Last week the federal government and New York State announced a settlement with HSBC:
In a filing in Federal District Court in Brooklyn, federal prosecutors said the bank had agreed to enter into a deferred prosecution agreement and to forfeit $1.25 billion. The four-count criminal information filed in the court charged HSBC with failure to maintain an effective anti-money laundering program, to conduct due diligence on its foreign correspondent affiliates, and for violating sanctions and the Trading With the Enemy Act.
“HSBC is being held accountable for stunning failures of oversight – and worse – that led the bank to permit narcotics traffickers and others to launder hundreds of millions of dollars through HSBC subsidiaries, and to facilitate hundreds of millions more in transactions with sanctioned countries,” Lanny A. Breuer, the head of the Justice Department’s criminal division, said in a statement. [..]
HSBC, based in Britain, has also agreed to pay the Office of the Comptroller of the Currency, one of the bank’s central regulators, an additional $500 million as part of a civil penalty. The Federal Reserve will be paid a $165 million civil penalty. [..]
HSBC also entered into a deferred prosecution agreement with the Manhattan district attorney’s office. As part of that agreement, HSBC admitted that it violated New York State law.
Just like the mortgage and banking fraud that was uncovered during the financial crisis, there will be no criminal charges. The fines that were levied are tantamount to about five weeks of income for the bank. Contributing editor for the Rolling Stone, Matt Taibbi points out the outrageous incongruity of this settlement:
If you’ve ever been arrested on a drug charge, if you’ve ever spent even a day in jail for having a stem of marijuana in your pocket or “drug paraphernalia” in your gym bag, Assistant Attorney General and longtime Bill Clinton pal Lanny Breuer has a message for you: Bite me. [..]
The banks’ laundering transactions were so brazen that the NSA probably could have spotted them from space. Breuer admitted that drug dealers would sometimes come to HSBC’s Mexican branches and “deposit hundreds of thousands of dollars in cash, in a single day, into a single account, using boxes designed to fit the precise dimensions of the teller windows.”
This bears repeating: in order to more efficiently move as much illegal money as possible into the “legitimate” banking institution HSBC, drug dealers specifically designed boxes to fit through the bank’s teller windows. [..]

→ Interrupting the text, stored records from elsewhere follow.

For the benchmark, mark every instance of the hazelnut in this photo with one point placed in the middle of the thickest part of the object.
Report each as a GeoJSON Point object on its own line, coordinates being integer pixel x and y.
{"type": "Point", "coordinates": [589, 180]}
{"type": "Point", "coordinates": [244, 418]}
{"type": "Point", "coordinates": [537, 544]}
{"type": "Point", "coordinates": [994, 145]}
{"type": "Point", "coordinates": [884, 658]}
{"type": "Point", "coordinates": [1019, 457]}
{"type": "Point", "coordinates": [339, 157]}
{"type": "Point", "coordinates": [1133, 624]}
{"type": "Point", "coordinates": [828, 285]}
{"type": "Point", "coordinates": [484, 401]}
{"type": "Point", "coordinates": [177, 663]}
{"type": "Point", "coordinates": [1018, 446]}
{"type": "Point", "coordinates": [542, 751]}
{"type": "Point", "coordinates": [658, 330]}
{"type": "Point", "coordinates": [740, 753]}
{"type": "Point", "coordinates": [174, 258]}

Though this was not stated explicitly, the government’s rationale in not pursuing criminal prosecutions against the bank was apparently rooted in concerns that putting executives from a “systemically important institution” in jail for drug laundering would threaten the stability of the financial system. The New York Times put it this way:
Federal and state authorities have chosen not to indict HSBC, the London-based bank, on charges of vast and prolonged money laundering, for fear that criminal prosecution would topple the bank and, in the process, endanger the financial system. [..]
So there is absolutely no reason they couldn’t all face criminal penalties. That they are not being prosecuted is cowardice and pure corruption, nothing else. And by approving this settlement, Breuer removed the government’s moral authority to prosecute anyone for any other drug offense. Not that most people didn’t already know that the drug war is a joke, but this makes it official.
Apparently this settlement has garnered some bipartisan concerns from Senators Jeff Merkley (D-OR) and Charles Grassley. In separate statements released from their offices, they criticized the Justice Department for not sending a stronger message to the banking industry. Sen. Grassley said it best:
The Department has not prosecuted a single employee of HSBC-no executives, no directors, no AML compliance staff members, no one. By allowing these individuals to walk away without any real punishment, the Department is declaring that crime actually does pay. Functionally, HSBC has quite literally purchased a get-out-of-jail-free card for its employees for the price of $1.92 billion dollars.
There is no doubt that the Department has “missed a rare chance to send an unmistakable signal about the threat posed by financial institutions willing to assist drug lords and terror groups in moving their money.” One international banking expert went as far as to argue that, despite the “astonishing amount of criminal behavior” from HSBC employees, the DPA is no more than a “parking ticket.”
But, as David Dayen at FDL News notes there are crickets from certain key senators:
Matt Stoller makes a very good point here: where is Patrick Leahy on this? He has made no public statement on the HSBC case, despite being the co-author of the Fraud Enforcement and Recovery Act, which was supposed to deliver funds toward prosecuting fraudulent big bank activity (it never actually did). Grassley, a co-author, has spoken out. Why not Leahy?
Transcript can be read here
Now, not only are the banks “too big to fail“, they are “too big to jail.”